これに対して保健師の就職試験は、ときには数十倍の競争率になる「狭き門」です。
保健師免許があっても就職できない人が、大勢います。
<関連記事>:保健師の転職、検診センターで働きたい!
保健師の仕事に人気がある理由
保健師ほとんどは、公務員か企業保険師を置くような大企業の社員なので、非常に安定した職業であることが、人気の理由の1つです。
看護師のようなシフト勤務ではなく夜勤がないこと、土・日・祝日は暦通りに休めること、有給休暇や産休、育休が取りやすいことも、人気の理由です。
また、職場内での同僚との競争もなく、一般の職員にはない特殊な知識があることで、一目置かれる存在だということもあると思われます。
保健師の種類によって異なる採用試験
行政保健師、産業保険師、企業保健師、学校保健師は、それぞれ採用試験が異なります。
・行政保健師
公務員なので、都道府県や市町村ごとに実施している「公務員採用試験」に合格しなければいけません。

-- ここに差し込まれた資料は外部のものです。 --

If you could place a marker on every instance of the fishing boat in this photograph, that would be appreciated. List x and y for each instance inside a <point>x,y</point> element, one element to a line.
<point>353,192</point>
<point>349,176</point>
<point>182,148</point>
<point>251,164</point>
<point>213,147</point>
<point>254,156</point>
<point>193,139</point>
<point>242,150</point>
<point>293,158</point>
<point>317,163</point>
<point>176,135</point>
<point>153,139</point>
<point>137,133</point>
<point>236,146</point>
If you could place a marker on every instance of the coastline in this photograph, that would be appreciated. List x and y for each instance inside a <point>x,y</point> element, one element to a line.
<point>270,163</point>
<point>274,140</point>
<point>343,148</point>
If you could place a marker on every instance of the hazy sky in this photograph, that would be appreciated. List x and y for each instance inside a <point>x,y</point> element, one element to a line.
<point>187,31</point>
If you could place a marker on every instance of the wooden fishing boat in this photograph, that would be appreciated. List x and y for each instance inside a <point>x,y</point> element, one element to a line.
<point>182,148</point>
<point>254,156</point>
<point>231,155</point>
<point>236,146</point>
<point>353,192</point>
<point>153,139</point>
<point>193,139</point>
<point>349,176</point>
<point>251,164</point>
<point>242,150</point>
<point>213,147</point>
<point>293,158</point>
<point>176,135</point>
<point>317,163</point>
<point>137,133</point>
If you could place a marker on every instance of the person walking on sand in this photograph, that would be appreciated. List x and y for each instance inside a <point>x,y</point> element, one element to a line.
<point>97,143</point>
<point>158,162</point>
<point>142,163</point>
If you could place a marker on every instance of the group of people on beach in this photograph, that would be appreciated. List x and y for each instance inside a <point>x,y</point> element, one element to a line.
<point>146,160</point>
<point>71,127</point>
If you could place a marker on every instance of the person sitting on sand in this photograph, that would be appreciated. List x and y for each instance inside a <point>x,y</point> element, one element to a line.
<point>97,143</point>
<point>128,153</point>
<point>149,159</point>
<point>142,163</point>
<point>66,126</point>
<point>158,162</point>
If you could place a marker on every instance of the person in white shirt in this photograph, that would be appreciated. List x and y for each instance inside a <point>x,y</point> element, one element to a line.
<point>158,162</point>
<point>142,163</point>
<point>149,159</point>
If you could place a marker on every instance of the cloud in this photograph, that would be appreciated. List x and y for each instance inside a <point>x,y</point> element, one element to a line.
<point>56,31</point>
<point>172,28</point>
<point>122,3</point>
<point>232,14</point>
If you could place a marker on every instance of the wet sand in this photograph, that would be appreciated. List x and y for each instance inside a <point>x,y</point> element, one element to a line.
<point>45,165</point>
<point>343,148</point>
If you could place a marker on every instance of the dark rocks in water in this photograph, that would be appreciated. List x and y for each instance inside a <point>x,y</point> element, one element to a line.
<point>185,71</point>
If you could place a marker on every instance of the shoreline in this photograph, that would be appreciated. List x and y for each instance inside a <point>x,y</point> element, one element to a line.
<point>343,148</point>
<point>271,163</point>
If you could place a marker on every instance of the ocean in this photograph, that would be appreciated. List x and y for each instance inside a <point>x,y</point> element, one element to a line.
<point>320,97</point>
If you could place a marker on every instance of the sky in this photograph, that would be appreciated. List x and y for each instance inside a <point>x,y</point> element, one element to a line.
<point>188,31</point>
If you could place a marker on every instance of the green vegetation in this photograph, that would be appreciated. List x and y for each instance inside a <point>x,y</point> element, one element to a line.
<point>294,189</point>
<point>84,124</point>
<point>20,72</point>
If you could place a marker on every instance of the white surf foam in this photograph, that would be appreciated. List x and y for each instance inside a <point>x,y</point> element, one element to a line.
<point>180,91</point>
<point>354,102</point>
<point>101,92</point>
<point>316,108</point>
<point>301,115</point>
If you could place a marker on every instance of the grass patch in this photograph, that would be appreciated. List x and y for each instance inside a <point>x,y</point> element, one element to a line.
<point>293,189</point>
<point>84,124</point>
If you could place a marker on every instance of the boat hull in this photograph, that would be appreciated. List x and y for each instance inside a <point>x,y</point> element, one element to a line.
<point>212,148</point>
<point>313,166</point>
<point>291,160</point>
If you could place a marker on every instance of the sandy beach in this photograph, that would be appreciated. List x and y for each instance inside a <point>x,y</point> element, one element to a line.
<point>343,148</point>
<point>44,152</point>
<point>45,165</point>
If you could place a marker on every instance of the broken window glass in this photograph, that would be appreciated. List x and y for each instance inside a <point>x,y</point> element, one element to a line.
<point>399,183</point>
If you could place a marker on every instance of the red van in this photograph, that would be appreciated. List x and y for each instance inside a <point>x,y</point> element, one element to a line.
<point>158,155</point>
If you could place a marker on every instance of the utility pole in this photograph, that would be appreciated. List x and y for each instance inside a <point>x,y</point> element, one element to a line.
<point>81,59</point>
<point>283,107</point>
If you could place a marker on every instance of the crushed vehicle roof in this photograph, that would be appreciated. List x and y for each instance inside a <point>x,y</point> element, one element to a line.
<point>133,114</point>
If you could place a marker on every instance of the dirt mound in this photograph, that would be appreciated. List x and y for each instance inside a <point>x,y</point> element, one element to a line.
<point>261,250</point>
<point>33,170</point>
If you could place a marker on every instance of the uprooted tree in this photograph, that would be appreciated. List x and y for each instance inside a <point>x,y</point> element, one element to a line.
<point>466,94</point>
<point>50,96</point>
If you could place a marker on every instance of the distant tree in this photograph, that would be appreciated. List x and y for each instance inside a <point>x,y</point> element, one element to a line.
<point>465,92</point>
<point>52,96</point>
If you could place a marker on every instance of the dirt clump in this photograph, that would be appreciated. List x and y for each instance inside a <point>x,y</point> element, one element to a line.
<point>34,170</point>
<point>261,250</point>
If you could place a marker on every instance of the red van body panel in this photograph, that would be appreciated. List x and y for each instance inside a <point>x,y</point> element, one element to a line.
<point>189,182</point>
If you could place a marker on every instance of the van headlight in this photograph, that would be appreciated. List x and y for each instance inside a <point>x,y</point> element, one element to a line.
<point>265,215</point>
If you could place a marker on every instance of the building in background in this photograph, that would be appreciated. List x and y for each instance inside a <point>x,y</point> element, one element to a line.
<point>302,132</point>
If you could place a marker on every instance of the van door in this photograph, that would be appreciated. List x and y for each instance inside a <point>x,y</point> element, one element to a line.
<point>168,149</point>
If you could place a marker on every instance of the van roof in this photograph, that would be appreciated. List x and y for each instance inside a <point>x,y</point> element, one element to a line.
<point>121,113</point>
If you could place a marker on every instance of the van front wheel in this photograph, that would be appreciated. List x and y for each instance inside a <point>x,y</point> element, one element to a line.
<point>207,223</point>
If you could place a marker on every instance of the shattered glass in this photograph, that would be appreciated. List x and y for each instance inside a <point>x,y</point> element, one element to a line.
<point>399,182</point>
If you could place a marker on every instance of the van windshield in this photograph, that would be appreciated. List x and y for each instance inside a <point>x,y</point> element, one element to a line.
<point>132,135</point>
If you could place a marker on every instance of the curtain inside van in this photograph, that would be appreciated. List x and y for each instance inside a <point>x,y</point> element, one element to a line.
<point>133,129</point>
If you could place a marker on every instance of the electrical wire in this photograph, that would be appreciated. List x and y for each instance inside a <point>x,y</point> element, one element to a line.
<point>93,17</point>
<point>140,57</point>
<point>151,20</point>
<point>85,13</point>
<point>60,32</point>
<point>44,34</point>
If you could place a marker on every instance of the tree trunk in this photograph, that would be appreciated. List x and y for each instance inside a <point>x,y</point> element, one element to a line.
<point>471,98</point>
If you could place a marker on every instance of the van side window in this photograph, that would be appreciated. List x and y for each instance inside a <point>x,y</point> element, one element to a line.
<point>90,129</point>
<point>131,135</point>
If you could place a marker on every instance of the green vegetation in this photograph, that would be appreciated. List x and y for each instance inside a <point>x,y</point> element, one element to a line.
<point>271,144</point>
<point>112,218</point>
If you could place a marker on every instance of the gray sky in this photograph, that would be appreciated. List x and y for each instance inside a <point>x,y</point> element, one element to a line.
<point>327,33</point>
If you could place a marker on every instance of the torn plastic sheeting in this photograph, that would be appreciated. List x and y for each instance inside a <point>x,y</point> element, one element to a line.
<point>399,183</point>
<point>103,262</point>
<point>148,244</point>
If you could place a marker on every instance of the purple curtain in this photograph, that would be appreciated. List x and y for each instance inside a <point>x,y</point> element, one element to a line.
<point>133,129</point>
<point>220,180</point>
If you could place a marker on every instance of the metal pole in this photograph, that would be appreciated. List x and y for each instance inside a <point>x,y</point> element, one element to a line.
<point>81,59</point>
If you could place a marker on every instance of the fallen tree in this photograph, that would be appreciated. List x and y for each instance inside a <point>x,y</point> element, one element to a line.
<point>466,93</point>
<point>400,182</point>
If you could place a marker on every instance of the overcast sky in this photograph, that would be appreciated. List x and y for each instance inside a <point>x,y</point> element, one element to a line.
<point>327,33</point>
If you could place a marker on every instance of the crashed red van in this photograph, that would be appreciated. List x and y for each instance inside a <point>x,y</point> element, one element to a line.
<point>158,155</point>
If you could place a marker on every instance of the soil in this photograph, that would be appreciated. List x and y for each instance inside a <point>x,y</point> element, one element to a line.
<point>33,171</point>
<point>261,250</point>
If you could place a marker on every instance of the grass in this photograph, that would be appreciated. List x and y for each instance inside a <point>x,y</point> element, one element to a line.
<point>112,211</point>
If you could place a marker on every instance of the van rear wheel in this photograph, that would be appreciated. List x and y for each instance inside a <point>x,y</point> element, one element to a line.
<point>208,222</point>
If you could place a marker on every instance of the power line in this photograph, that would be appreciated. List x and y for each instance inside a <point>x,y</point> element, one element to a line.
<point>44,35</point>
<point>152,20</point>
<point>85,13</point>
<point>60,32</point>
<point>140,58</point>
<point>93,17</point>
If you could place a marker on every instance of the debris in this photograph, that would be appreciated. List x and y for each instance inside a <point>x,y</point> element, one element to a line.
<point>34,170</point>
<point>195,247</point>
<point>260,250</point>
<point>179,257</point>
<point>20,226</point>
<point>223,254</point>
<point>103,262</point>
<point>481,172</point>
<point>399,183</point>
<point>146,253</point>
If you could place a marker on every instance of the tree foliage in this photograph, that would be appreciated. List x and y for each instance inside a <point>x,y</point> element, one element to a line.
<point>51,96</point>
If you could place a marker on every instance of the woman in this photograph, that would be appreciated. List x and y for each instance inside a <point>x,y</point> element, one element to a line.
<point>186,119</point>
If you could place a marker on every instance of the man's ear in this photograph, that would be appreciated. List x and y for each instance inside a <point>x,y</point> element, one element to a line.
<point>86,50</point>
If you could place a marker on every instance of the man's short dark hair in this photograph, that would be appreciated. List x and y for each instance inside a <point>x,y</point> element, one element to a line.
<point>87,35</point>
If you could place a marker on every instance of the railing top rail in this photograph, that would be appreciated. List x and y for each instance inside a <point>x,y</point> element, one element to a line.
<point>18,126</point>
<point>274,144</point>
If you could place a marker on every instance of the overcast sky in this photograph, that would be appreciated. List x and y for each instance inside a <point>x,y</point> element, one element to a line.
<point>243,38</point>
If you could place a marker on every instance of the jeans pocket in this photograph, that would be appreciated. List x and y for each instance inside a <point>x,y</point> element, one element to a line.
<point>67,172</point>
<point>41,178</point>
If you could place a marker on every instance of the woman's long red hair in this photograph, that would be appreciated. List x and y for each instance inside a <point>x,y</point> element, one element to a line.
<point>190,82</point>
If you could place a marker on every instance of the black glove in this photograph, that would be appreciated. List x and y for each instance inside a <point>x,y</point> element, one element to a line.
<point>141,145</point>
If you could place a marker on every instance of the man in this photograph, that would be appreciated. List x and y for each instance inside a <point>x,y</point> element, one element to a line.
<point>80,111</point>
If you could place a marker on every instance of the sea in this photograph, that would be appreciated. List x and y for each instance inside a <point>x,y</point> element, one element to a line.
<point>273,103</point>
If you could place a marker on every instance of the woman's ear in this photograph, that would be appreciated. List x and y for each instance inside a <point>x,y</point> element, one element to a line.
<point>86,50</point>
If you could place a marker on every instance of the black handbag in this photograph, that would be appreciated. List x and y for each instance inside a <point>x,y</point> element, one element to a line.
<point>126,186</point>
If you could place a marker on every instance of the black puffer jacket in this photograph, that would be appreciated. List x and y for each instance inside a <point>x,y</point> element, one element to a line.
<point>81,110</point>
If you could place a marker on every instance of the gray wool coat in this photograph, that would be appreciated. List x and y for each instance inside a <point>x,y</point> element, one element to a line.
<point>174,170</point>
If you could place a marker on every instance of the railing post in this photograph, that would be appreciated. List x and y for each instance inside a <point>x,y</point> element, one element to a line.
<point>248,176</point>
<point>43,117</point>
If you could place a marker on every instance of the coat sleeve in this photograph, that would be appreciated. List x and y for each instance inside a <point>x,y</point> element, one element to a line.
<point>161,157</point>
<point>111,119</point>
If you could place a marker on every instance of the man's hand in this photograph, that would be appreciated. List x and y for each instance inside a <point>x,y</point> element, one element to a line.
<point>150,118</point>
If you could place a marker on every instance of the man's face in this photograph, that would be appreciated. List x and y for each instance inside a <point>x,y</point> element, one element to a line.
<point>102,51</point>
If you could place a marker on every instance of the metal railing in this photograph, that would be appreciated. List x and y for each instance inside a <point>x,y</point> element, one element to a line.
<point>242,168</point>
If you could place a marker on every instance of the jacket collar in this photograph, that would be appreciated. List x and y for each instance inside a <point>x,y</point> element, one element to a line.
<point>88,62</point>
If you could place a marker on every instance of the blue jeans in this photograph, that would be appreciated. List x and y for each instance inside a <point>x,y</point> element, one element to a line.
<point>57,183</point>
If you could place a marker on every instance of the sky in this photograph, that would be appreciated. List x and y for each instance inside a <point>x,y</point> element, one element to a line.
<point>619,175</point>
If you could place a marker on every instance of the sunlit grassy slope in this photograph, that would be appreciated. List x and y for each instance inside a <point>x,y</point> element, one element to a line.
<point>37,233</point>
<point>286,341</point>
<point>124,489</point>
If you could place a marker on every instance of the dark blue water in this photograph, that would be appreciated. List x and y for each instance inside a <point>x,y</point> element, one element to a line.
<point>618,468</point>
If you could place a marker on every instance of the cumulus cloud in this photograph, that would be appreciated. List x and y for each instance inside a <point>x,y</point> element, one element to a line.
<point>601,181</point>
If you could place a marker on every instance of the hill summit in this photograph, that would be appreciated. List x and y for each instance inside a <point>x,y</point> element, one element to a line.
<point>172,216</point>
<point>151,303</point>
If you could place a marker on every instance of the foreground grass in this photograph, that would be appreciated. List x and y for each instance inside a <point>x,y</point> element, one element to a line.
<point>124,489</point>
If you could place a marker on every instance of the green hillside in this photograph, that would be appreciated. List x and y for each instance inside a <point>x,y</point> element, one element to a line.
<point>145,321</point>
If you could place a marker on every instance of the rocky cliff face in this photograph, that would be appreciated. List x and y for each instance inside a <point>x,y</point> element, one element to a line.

この試験は、何点以上取れば合格するという試験ではなく、面接も行って、必要な人数だけ合格させる試験です。
定員が一般公務員より少ないので、かなりの難関になります。
倍率は自治体によって異なりますが、一般に人口の少ない地方よりも、都会の方が合格しやすいと言われています。
・産業保険師
大企業の社員で給与も高いことから、保健師の中でも最も狭き門になっています。
試験はもちろん企業が行う採用試験で、社員のメンタルヘルスに関わる仕事なので面接が重視される傾向があります。
・学校保険師
公立学校では、市町村が実施する「教員採用試験」があります。
養護教員は学校に1人なので、行政保健師と同じでポストは一般教員より少なく、高い倍率があります。
・病院保険師
採用する病院によって採用人数に違いがありますが、やはり看護師よりも定員は少ないので、ある程度狭き門であることに変わりはありません。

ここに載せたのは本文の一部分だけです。